You're facing two challenges in the project you are describing. The first, and probably really the lesser challenge, is figuring out the mechanics of how to connect to a web page and get hold of the text within your program. The second and probably bigger challenge will be to figure out exactly how to extract the information you want from that text. I'm not clear on the details of your requirements, but you're going to have to sort through a ton of text to find what you're looking for. Without actually looking at the NY Times site at the momemnt, I'm sure it has all sorts of decorations like pretty pictures and the company logo and headlines and so on, and then there are going to be menus and advertisements and all sorts of stuff. I sincerely doubt that the NY Times or almost any other commercial web site is going to return a search page that includes nothing but a link to the article you are interested in. Somehow your program will have to figure out that the first link is to the "subscribe on line" page, the second is to an advertisement, the third is to customer service, the fourth and fifth are additional advertisements, the sixth is to the home page, etc etc until you finally get to the one you're actually interested in. How will you identify the interesting link? There are probably headings or formatting that make it recognizable to a human being, but you use a lot of intuition to screen out the clutter that can be difficult to reproduce in a program.
Good luck!
You can do this in C# using the HTML Agility Pack, or using LINQ to XML if the site is valid XHTML. EDIT: It isn't valid XHTML; I checked.
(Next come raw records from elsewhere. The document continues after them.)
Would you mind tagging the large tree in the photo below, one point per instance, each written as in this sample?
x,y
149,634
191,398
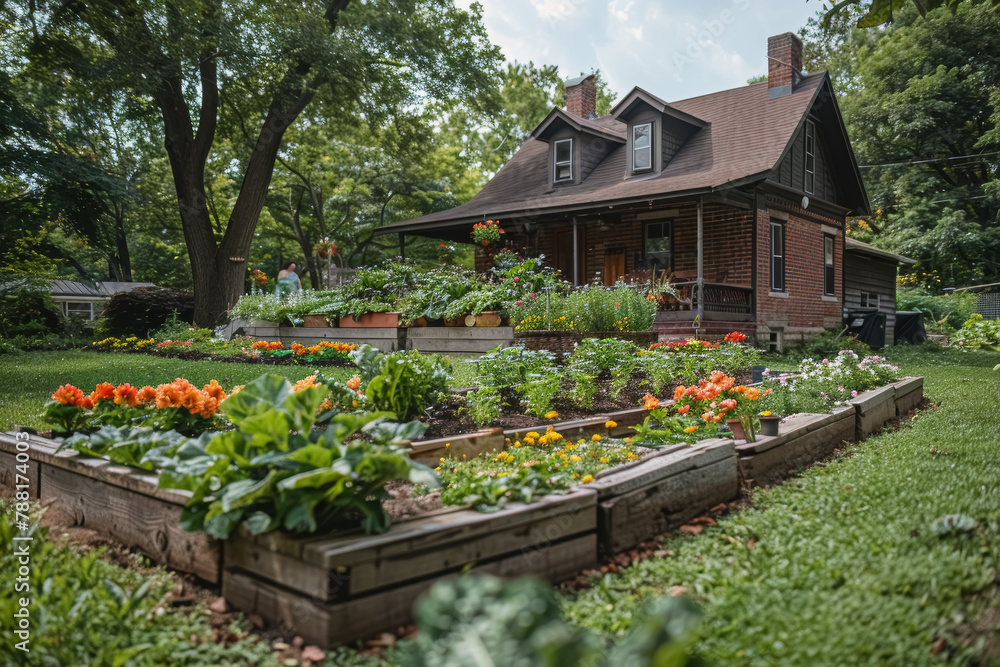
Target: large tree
x,y
921,100
190,61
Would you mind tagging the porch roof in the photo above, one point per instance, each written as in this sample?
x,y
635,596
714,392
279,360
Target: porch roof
x,y
744,137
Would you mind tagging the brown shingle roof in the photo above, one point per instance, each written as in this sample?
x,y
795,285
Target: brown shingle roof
x,y
746,135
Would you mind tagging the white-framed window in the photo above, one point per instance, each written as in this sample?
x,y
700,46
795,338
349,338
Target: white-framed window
x,y
642,147
809,164
777,256
658,244
562,165
870,300
85,309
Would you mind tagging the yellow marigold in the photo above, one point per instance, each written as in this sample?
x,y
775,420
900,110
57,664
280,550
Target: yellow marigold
x,y
305,383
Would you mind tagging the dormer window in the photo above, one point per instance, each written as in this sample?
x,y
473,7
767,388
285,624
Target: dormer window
x,y
642,147
562,167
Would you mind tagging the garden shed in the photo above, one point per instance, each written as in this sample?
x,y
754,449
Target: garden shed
x,y
75,298
870,281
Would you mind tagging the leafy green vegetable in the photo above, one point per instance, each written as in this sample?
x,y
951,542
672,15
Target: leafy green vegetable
x,y
275,471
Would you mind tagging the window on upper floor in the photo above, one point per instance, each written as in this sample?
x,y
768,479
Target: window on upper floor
x,y
828,273
562,163
809,163
642,147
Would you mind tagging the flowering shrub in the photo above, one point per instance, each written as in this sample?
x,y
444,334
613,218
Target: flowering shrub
x,y
820,385
487,232
177,405
537,465
699,408
978,333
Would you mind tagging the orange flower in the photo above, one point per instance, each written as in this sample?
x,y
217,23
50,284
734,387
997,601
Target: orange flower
x,y
215,391
147,395
126,394
103,390
67,394
305,383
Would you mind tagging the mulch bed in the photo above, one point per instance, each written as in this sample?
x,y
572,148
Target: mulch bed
x,y
452,419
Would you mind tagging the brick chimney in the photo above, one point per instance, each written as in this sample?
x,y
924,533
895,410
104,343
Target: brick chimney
x,y
784,63
581,96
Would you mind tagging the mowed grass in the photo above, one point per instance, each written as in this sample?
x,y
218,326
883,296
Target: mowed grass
x,y
28,379
843,564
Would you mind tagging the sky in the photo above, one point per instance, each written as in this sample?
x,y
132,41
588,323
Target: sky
x,y
675,49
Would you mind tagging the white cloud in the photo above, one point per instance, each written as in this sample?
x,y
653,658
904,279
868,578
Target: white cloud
x,y
622,13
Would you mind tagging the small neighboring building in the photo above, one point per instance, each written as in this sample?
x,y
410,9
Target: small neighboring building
x,y
739,197
870,281
75,298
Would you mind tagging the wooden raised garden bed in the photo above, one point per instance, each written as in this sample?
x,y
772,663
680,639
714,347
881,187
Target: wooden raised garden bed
x,y
116,501
565,342
333,589
639,501
909,394
801,440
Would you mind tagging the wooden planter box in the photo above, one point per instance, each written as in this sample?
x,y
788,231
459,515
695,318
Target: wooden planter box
x,y
119,502
339,588
909,394
874,408
639,501
801,440
382,320
565,342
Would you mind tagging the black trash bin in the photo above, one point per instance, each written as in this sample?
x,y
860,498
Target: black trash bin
x,y
910,327
868,326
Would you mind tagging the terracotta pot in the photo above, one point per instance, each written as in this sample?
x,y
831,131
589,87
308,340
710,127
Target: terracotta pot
x,y
488,319
316,321
371,320
769,425
737,428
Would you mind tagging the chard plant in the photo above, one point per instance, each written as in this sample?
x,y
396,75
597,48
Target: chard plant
x,y
276,472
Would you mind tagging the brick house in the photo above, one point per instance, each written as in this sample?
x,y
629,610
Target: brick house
x,y
740,197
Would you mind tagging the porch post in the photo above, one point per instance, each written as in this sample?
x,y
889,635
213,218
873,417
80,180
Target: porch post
x,y
576,255
701,265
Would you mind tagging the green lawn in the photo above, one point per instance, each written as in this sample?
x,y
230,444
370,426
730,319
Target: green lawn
x,y
844,564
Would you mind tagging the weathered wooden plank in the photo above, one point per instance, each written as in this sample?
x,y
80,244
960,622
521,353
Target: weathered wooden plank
x,y
469,444
9,476
328,624
774,464
440,531
134,519
700,455
639,515
874,409
909,394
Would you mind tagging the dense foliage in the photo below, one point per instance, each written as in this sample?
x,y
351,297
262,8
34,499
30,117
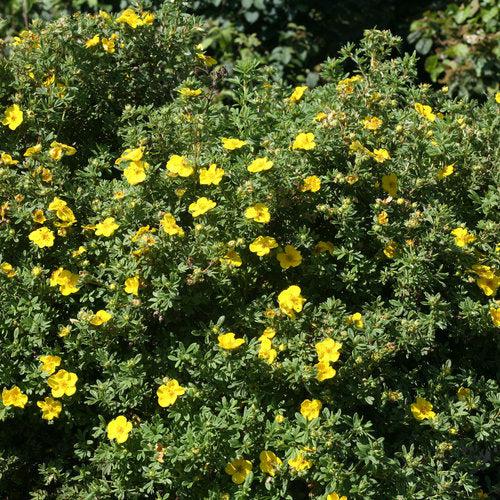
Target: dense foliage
x,y
463,43
215,286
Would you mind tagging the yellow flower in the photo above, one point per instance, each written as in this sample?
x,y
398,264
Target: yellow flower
x,y
269,462
335,496
383,218
266,350
324,371
49,363
298,93
33,150
324,246
212,175
92,42
299,462
311,183
372,123
425,111
356,319
135,173
107,227
310,408
132,285
13,117
187,92
346,86
238,469
179,165
495,315
328,350
462,237
58,150
446,171
229,342
14,397
8,269
381,155
231,144
119,429
304,141
51,408
259,165
100,317
262,245
422,409
232,258
6,159
130,155
259,213
170,226
169,392
200,206
66,281
128,16
291,257
62,383
42,237
390,184
390,249
108,44
290,301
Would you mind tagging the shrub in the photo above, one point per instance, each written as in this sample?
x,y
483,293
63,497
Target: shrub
x,y
254,293
463,43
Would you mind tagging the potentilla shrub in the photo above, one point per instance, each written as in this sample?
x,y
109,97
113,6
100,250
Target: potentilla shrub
x,y
225,288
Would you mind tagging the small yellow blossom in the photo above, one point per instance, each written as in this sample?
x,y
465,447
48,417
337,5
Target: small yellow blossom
x,y
260,165
51,408
42,237
132,285
262,245
14,397
201,206
381,155
238,469
119,429
290,300
425,111
100,317
13,117
229,342
231,144
372,123
290,257
446,171
462,237
179,165
62,383
304,141
311,183
49,363
169,392
422,409
297,93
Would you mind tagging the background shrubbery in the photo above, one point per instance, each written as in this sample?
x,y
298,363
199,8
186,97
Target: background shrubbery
x,y
392,207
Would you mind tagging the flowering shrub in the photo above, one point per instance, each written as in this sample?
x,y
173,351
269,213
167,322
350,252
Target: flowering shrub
x,y
261,293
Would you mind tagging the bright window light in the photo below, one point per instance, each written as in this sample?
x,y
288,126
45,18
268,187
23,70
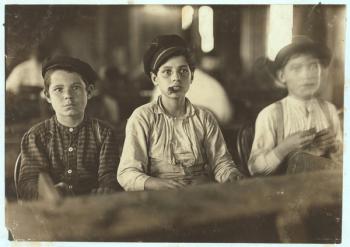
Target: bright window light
x,y
280,27
187,17
206,28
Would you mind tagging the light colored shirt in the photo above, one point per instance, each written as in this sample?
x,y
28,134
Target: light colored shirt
x,y
158,145
297,116
212,96
27,73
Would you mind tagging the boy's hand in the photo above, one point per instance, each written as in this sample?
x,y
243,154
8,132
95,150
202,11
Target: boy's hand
x,y
296,141
102,190
326,140
162,184
235,176
62,188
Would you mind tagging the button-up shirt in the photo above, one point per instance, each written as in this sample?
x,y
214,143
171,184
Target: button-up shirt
x,y
297,116
83,157
189,147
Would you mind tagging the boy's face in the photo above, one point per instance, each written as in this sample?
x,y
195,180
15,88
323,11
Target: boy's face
x,y
68,93
301,75
173,77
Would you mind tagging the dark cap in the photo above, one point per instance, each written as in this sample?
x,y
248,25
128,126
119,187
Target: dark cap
x,y
71,64
162,48
302,44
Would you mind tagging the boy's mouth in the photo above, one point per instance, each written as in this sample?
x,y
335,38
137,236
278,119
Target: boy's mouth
x,y
174,89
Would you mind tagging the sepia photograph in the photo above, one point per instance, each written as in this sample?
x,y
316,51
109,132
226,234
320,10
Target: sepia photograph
x,y
170,123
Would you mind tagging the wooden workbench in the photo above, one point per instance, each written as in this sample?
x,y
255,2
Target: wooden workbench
x,y
294,208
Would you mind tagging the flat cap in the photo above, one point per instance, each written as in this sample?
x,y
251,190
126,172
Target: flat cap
x,y
162,48
302,44
71,64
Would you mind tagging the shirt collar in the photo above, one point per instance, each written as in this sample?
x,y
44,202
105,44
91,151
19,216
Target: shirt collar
x,y
305,105
71,129
159,109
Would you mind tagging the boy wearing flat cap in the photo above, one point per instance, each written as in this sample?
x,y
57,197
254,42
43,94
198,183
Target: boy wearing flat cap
x,y
78,153
171,143
300,132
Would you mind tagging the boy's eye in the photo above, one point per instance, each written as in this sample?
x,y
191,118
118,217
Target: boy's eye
x,y
166,72
313,65
296,68
184,71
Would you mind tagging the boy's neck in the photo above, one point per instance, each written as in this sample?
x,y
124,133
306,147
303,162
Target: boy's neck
x,y
305,100
70,121
174,107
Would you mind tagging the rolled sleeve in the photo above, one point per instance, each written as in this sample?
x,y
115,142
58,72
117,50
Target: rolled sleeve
x,y
216,150
263,158
134,159
33,160
108,161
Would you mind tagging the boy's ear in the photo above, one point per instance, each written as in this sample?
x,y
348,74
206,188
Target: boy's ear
x,y
280,77
90,90
154,79
47,96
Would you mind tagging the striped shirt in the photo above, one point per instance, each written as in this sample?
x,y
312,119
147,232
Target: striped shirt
x,y
84,157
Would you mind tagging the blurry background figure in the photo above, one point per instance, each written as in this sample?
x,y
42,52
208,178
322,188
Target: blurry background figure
x,y
103,105
28,73
24,85
206,91
117,86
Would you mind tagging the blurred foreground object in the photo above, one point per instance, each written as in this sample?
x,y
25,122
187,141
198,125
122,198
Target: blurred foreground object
x,y
273,209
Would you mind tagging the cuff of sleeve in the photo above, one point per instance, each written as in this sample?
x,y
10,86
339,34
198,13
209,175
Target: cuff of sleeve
x,y
140,182
272,159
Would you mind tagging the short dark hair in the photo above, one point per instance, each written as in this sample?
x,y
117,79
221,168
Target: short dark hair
x,y
48,73
69,64
164,47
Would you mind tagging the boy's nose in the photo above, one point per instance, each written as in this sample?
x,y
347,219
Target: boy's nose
x,y
175,76
67,94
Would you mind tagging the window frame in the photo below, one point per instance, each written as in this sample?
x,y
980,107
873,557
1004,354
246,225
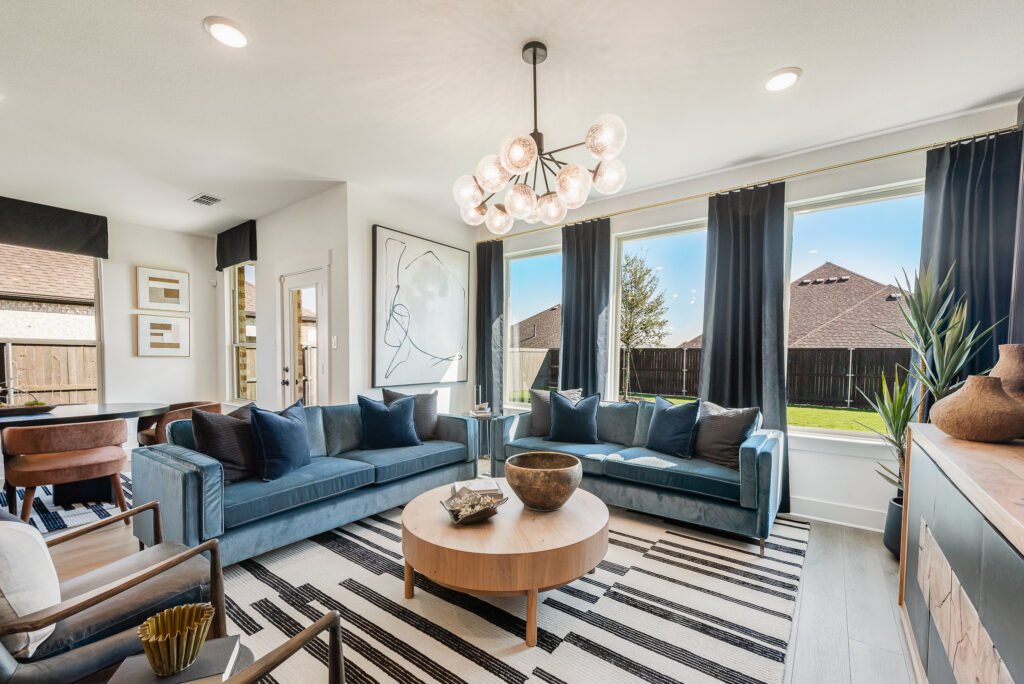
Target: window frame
x,y
825,203
620,240
232,330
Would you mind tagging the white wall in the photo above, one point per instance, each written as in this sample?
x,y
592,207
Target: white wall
x,y
166,379
832,477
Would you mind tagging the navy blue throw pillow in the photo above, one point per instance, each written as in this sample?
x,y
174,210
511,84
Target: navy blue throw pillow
x,y
577,424
673,428
388,425
280,440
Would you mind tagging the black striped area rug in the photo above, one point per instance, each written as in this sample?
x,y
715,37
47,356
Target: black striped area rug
x,y
47,517
668,604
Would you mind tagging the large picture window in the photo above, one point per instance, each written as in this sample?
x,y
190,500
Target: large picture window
x,y
534,313
847,256
243,282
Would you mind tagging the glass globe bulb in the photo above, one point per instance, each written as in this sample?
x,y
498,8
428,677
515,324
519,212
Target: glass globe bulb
x,y
572,185
474,215
467,191
491,174
609,176
550,209
499,220
517,155
606,136
520,201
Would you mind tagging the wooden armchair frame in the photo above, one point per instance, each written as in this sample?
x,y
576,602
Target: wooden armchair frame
x,y
336,661
72,606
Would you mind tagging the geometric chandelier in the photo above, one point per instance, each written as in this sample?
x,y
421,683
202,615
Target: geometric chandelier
x,y
523,163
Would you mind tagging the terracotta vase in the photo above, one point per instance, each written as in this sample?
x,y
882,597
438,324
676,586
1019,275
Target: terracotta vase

The following (tested) code will get the URL of the first search result:
var doc = new HtmlWeb().Load(#"http://query.nytimes.com/search/sitesearch?query=Apple&srchst=cse");
var url = HtmlEntity.DeEntitize(doc.DocumentNode.Descendants("ul")
.First(ul => ul.Attributes["class"] != null
&& ul.Attributes["class"].Value == "results")
.Descendants("a")
.First()
.Attributes["href"].Value);
Note that if their website changes, this code might stop working.